Congratulations on creating your first Azure Synapse Analytics pipeline. Reflect a bit on all the features it relied on and how much you have learned about them so far. You have come a long way, but there is still much more to do and learn, beginning with the creation of the tables in step 1. You should already understand the purpose and differences between dimension tables and fact tables. In the SQL syntax that created them, they are prefixed with their associated table category. There are a few new concepts that have not yet been thoroughly discussed: ALTER, PRIMARY KEY, and UNIQUE SQL statements and an integration/staging/temporary table. The ALTER command is used to make a change to a database object—in this case, a table. The change to the table is to add a primary key constraint, which is similar in principle to, but not the same, as a relational database. Dedicated SQL pools do not support the concept of a foreign key, and therefore relationships between tables cannot be enforced.
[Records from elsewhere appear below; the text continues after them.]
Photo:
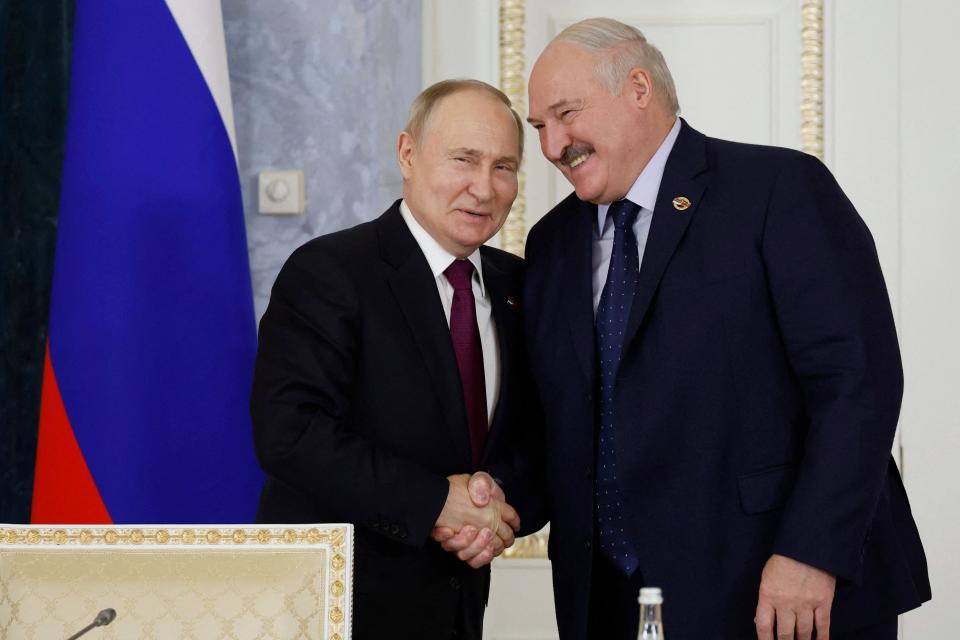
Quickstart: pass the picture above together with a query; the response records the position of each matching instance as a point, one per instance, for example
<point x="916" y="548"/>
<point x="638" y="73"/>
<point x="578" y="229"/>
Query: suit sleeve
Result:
<point x="834" y="314"/>
<point x="304" y="375"/>
<point x="520" y="469"/>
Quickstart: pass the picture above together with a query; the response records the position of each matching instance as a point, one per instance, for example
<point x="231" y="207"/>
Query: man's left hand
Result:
<point x="795" y="599"/>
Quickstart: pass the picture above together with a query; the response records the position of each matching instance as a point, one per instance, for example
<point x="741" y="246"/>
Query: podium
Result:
<point x="177" y="581"/>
The following table constraints related to a dedicated SQL pool are also true.
• The UNIQUE constraint is supported only when NOT ENFORCED is used.
• A PRIMARY KEY is supported only when both NONCLUSTERED and NOT ENFORCED are used.
Both a unique key and a primary key prevent duplicates and ensure that the values on data rows are unique. A unique key can contain null values, while a primary key cannot. That means a unique key guarantees only the uniqueness of non‐null values, while a primary key does not allow nulls, so you are certain there are no duplicates in the table. For example, consider the following data that might exist on the [brainwaves].[TmpREADING] table:
+————+————+————–+————–+—–+
| READING_ID | SESSION_ID | ELECTRODE_ID | FREQUENCY_ID | … |
+————+————+————–+————–+—–+
| 1 | null | 1 | 3 | … |
| null | null | 2 | 1 | … |
| null | 1 | 3 | 2 | … |
| null | null | 2 | 1 | … |
| 2 | 2 | 4 | 5 | … |
+————+————+————–+————–+—–+
The [brainwaves].[TmpREADING] table, as you might recall, has a unique key on the READING_ID and the SESSION_ID. That means that either of those columns, or both at the same time, can contain null values. There cannot be another 1 in the READING_ID column or another set of 2s in both the READING_ID and SESSION_ID in the table. However, there can be numerous rows where both READING_ID and SESSION_ID are null. This behavior would not be supported had the READING_ID and SESSION_ID been a primary key. The foremost reason for choosing UNIQUE vs. PRIMARY KEY is based on whether you expect nulls in columns that help identify rows of data in a table uniquely. Finally, the [brainwaves].[TmpREADING] table is a staging table—that is, a table used to temporarily store data so that it can be transformed later. This table would reside in the batch layer of the lambda architecture. Once the data is transformed and placed into the [brainwaves].[FactREADING] table, it would then be on the serving layer. In Chapter 5, “Transform, Manage, and Prepare Data,” you will continue with this pipeline and transform the data, then move it to a place along the DLZ stages where additional analysis can be performed.
The movement of the data employs two different approaches. The first approach uses the COPY INTO SQL statement, which is not as performant when compared to PolyBase but has much more flexibility. The flexibility comes in the form of storing error files in a custom location and having more supported datetime formats, additional wildcard search parameters, and automatic schema discovery. The second approach, which copies data from an Azure SQL database to the SQL pool, uses a data flow that employs PolyBase behind the scenes when you are using an Azure Synapse Analytics source or sink. PolyBase is a very fast and efficient way to copy and move around data from many source types, and in many formats, to a different source in a different format.